Kōnosu-shuku (鴻巣宿, Kōnosu-shuku) was the seventh of the sixty-nine stations of the Nakasendō highway connecting Edo with Kyoto during the Edo period. It was located in the present-day city of Kōnosu, Saitama Prefecture, Japan.

==History==
The original Kōnosu-shuku was located in what is now the city of Kitamoto; however, when the system of post stations on the Nakasendō was formalized by the Tokugawa shogunate in 1602, the post station relocated to the north to its current location. The new location was approximately 18 ri, 8-chō from the starting point of the Nakasendō at Nihonbashi, or approximately 48 kilometers. It was 16.4 kilometers from Kumagai-shuku and 7.2 kilometers from the following Okegawa-juku. Due to the distance between Kōnosu-shuku and Kumagai-shuku, an ai no shuku, Fukiage-shuku was located in-between.
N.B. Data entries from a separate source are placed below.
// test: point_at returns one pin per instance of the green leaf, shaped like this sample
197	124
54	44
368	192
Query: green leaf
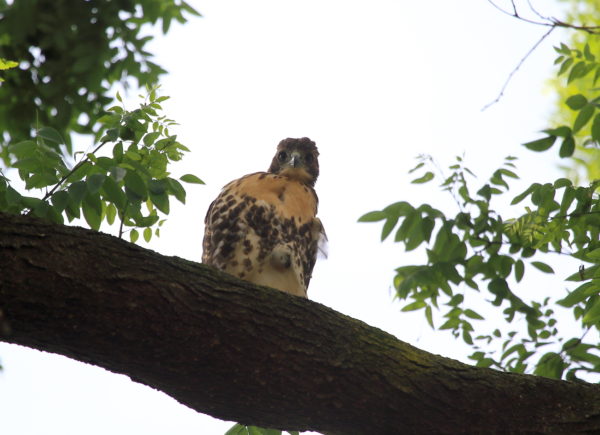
562	131
542	266
94	182
583	117
593	314
77	192
428	176
578	70
567	148
580	294
111	213
472	314
519	270
147	234
135	184
576	102
373	216
414	306
51	135
60	200
176	189
118	152
429	316
23	149
161	201
517	199
190	178
92	215
596	127
541	144
150	138
113	193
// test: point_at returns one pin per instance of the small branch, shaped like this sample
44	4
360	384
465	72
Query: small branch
514	71
550	22
63	179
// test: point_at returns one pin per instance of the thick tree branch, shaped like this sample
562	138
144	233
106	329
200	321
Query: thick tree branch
250	354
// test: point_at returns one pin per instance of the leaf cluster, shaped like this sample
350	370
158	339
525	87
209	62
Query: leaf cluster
576	65
131	184
477	250
71	52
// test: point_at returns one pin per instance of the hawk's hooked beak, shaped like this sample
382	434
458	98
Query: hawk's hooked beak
295	160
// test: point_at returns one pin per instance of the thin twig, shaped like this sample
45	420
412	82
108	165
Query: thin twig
536	12
548	21
513	72
516	15
62	180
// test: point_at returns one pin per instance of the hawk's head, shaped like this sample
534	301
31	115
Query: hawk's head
297	159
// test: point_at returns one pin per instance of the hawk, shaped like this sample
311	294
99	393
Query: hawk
263	227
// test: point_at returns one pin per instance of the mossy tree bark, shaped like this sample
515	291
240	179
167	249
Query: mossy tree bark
249	354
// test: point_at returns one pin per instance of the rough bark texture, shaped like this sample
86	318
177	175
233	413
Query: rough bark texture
254	355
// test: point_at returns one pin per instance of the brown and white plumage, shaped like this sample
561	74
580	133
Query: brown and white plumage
263	227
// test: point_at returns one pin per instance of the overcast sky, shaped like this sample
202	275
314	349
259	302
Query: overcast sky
374	84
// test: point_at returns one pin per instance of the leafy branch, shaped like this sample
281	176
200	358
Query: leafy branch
133	182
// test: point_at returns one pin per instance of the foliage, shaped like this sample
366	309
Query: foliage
240	429
579	59
131	184
71	52
478	251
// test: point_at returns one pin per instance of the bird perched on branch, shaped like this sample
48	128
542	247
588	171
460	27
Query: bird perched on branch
263	227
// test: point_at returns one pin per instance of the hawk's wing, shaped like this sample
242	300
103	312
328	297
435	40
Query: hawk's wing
263	228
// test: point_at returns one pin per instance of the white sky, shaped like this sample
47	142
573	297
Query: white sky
374	84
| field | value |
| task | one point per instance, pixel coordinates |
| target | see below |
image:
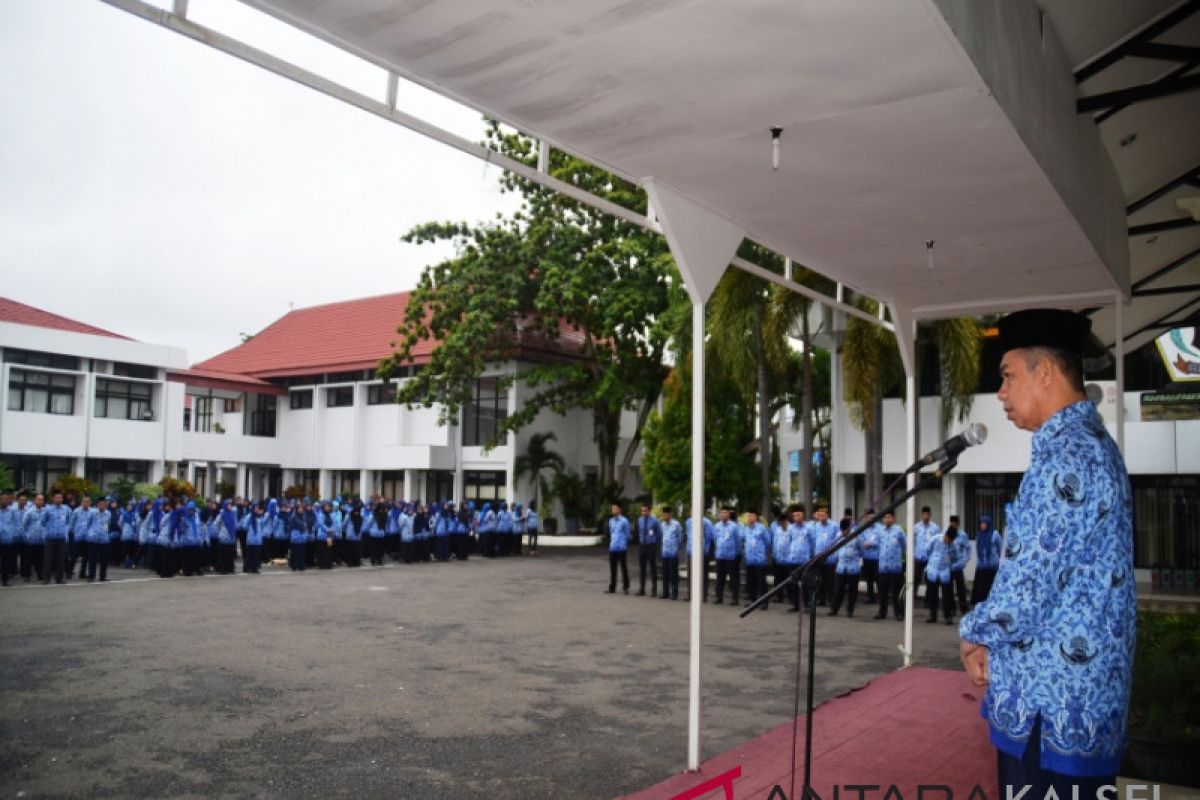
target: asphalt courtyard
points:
(509, 678)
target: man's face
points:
(1019, 391)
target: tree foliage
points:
(730, 471)
(556, 275)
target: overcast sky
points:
(162, 190)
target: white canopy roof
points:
(904, 121)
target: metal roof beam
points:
(1149, 32)
(1163, 224)
(1165, 52)
(1177, 289)
(1167, 269)
(1189, 175)
(1138, 94)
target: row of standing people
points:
(48, 540)
(775, 551)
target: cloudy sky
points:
(169, 192)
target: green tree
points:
(730, 471)
(556, 275)
(870, 364)
(537, 459)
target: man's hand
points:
(975, 661)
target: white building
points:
(295, 404)
(83, 401)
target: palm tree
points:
(537, 459)
(870, 366)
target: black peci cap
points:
(1049, 328)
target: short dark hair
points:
(1069, 364)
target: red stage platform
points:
(911, 729)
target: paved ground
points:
(513, 678)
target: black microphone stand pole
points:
(798, 576)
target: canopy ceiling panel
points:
(895, 131)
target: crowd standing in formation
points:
(48, 541)
(876, 557)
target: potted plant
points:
(1164, 708)
(571, 494)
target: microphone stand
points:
(798, 576)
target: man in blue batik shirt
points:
(618, 548)
(647, 552)
(1054, 641)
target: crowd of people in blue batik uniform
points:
(875, 558)
(51, 540)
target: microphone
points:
(975, 434)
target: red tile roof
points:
(226, 380)
(335, 337)
(22, 314)
(348, 336)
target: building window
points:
(347, 482)
(340, 396)
(310, 480)
(439, 485)
(36, 473)
(381, 394)
(485, 413)
(262, 417)
(391, 483)
(121, 400)
(484, 487)
(106, 471)
(35, 359)
(135, 371)
(300, 398)
(41, 392)
(203, 414)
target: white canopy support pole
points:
(702, 244)
(906, 340)
(696, 563)
(1119, 354)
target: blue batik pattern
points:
(1060, 620)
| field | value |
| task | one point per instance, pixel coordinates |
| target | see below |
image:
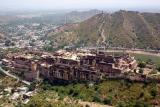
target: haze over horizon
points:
(111, 5)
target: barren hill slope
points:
(121, 29)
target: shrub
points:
(142, 65)
(154, 92)
(141, 71)
(107, 101)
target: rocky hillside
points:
(121, 29)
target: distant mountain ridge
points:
(49, 17)
(127, 29)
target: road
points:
(135, 52)
(13, 76)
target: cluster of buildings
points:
(14, 94)
(68, 66)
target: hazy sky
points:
(81, 4)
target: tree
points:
(7, 42)
(141, 71)
(154, 92)
(107, 101)
(142, 65)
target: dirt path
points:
(92, 104)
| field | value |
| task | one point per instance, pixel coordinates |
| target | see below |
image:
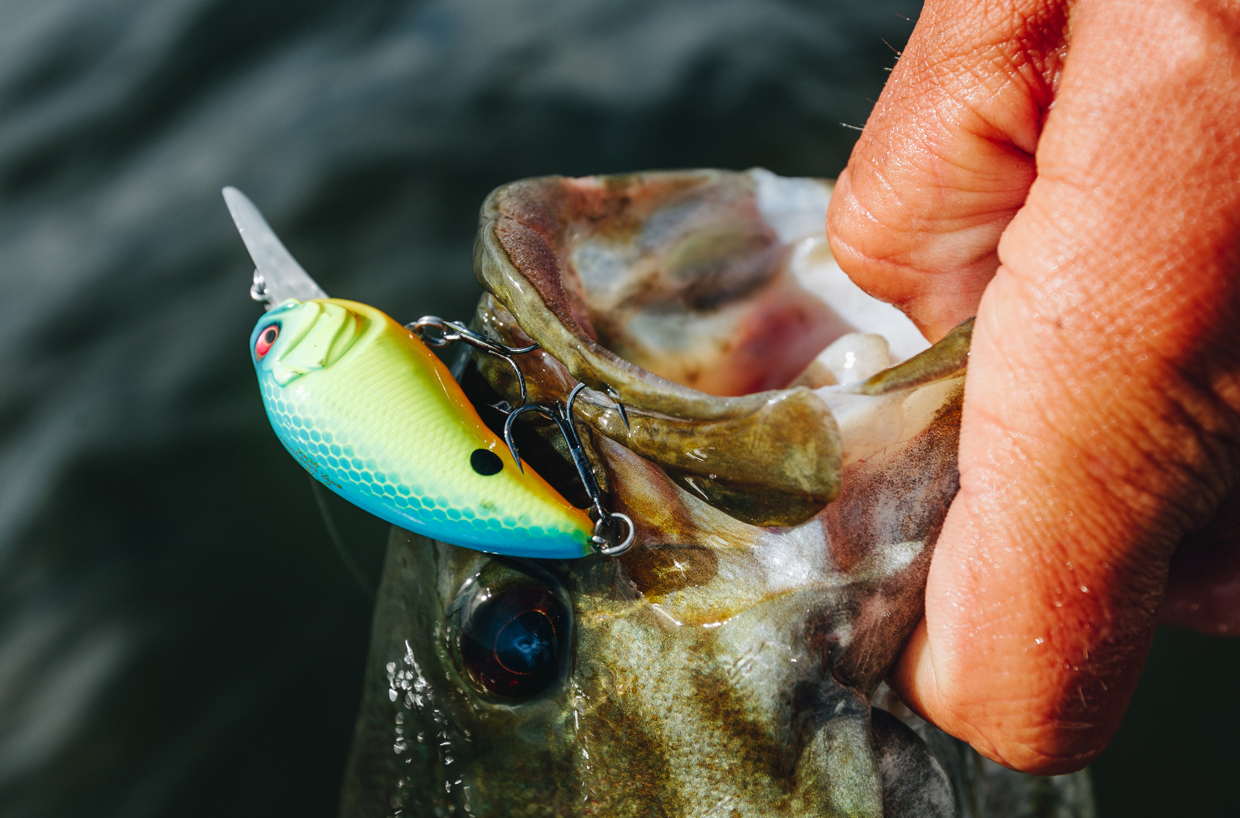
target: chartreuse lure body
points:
(377, 418)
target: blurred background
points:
(179, 635)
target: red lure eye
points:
(265, 340)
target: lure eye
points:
(265, 338)
(515, 642)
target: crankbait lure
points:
(372, 413)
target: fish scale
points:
(371, 413)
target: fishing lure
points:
(365, 405)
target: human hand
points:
(1070, 172)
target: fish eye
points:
(485, 462)
(265, 338)
(512, 640)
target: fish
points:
(372, 413)
(733, 661)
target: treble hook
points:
(437, 332)
(605, 538)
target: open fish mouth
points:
(786, 471)
(696, 300)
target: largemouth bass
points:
(786, 500)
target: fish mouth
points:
(696, 299)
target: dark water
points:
(177, 633)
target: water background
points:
(177, 632)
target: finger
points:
(1100, 422)
(946, 158)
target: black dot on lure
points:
(485, 462)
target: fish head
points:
(786, 485)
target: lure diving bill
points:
(371, 412)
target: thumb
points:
(947, 156)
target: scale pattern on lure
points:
(363, 404)
(377, 418)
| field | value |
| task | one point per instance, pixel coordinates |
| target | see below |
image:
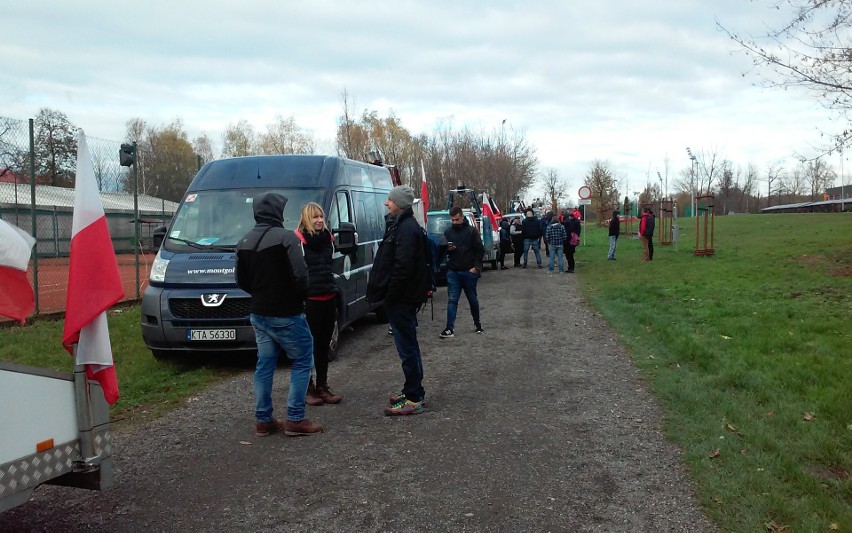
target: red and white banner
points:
(94, 282)
(488, 211)
(17, 299)
(424, 190)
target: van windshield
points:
(220, 218)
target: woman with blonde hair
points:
(318, 243)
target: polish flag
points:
(17, 299)
(94, 283)
(488, 211)
(424, 190)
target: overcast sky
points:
(631, 82)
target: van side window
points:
(367, 208)
(339, 211)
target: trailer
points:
(55, 430)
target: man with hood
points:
(399, 281)
(464, 265)
(271, 268)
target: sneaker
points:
(264, 429)
(327, 396)
(302, 427)
(404, 407)
(312, 397)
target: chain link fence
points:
(37, 195)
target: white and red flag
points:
(94, 283)
(424, 190)
(488, 210)
(17, 299)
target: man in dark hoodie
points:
(399, 281)
(464, 264)
(271, 268)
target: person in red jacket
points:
(646, 234)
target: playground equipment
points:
(704, 224)
(665, 222)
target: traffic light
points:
(127, 155)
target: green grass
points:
(148, 387)
(741, 347)
(750, 351)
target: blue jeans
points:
(403, 323)
(613, 239)
(535, 245)
(556, 249)
(273, 334)
(458, 281)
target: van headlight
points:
(158, 269)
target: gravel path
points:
(540, 424)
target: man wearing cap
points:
(271, 267)
(397, 282)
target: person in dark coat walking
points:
(573, 230)
(398, 282)
(517, 233)
(271, 267)
(614, 232)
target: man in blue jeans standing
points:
(271, 268)
(400, 281)
(464, 265)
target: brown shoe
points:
(264, 429)
(311, 397)
(302, 427)
(328, 396)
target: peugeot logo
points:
(212, 300)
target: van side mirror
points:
(158, 236)
(346, 240)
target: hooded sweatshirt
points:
(270, 263)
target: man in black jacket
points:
(271, 268)
(532, 236)
(464, 264)
(399, 281)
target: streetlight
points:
(692, 182)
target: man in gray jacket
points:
(271, 268)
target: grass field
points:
(749, 350)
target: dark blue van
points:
(192, 304)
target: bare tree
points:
(811, 51)
(284, 136)
(554, 188)
(239, 140)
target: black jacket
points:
(532, 228)
(399, 268)
(614, 225)
(469, 248)
(319, 248)
(270, 264)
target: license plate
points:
(211, 334)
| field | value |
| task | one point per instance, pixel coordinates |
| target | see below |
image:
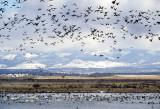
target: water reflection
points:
(80, 101)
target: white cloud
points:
(29, 55)
(2, 66)
(9, 56)
(63, 54)
(26, 65)
(156, 63)
(91, 64)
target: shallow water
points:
(80, 101)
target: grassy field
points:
(110, 87)
(144, 77)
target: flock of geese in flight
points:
(52, 25)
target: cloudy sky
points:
(79, 33)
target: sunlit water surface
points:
(80, 101)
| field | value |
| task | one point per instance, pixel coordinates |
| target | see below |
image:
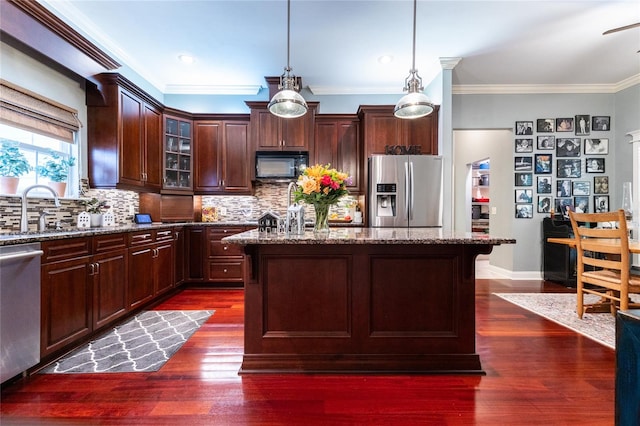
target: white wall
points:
(28, 73)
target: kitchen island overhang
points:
(362, 300)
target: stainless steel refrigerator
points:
(405, 191)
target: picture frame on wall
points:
(581, 187)
(563, 188)
(547, 142)
(594, 165)
(596, 146)
(568, 168)
(544, 184)
(524, 195)
(568, 147)
(545, 125)
(581, 204)
(601, 184)
(544, 204)
(524, 145)
(601, 123)
(583, 125)
(563, 205)
(524, 211)
(601, 203)
(544, 164)
(523, 164)
(524, 127)
(564, 124)
(524, 179)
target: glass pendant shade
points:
(413, 105)
(288, 103)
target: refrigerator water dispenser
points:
(386, 200)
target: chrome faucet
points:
(24, 222)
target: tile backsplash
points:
(267, 197)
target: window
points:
(43, 130)
(38, 149)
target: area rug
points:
(561, 308)
(142, 344)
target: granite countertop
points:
(370, 236)
(17, 237)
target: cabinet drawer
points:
(164, 234)
(226, 271)
(72, 248)
(139, 238)
(102, 243)
(216, 248)
(220, 233)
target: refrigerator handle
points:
(412, 182)
(407, 182)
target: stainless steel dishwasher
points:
(19, 308)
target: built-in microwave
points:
(280, 165)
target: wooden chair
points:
(603, 264)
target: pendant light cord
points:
(415, 8)
(289, 33)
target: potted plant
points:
(95, 207)
(56, 168)
(13, 164)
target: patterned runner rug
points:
(143, 343)
(561, 308)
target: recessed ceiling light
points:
(187, 59)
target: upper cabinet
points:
(272, 133)
(177, 155)
(124, 136)
(222, 156)
(338, 142)
(383, 133)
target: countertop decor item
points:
(321, 186)
(13, 164)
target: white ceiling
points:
(335, 45)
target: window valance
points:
(27, 110)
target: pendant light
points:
(414, 104)
(288, 103)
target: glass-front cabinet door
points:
(177, 154)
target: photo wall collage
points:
(560, 163)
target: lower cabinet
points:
(152, 265)
(88, 283)
(81, 291)
(225, 262)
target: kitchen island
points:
(377, 300)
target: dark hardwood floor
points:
(537, 373)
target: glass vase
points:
(321, 227)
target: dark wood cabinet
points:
(151, 264)
(272, 133)
(222, 157)
(124, 136)
(338, 142)
(66, 303)
(177, 159)
(382, 131)
(82, 287)
(225, 262)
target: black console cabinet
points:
(559, 260)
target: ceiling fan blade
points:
(626, 27)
The reason for the move is unclear today, but in its new location the Nakasendō was not the only road running through Kōnosu-shuku. It also had roads connecting to Matsuyama (present-day Higashimatsuyama), Nin (present-day Gyōda), and Kisaichi (present-day Kisai). Most of the post station burned down in a fire in 1767, but was soon rebuilt.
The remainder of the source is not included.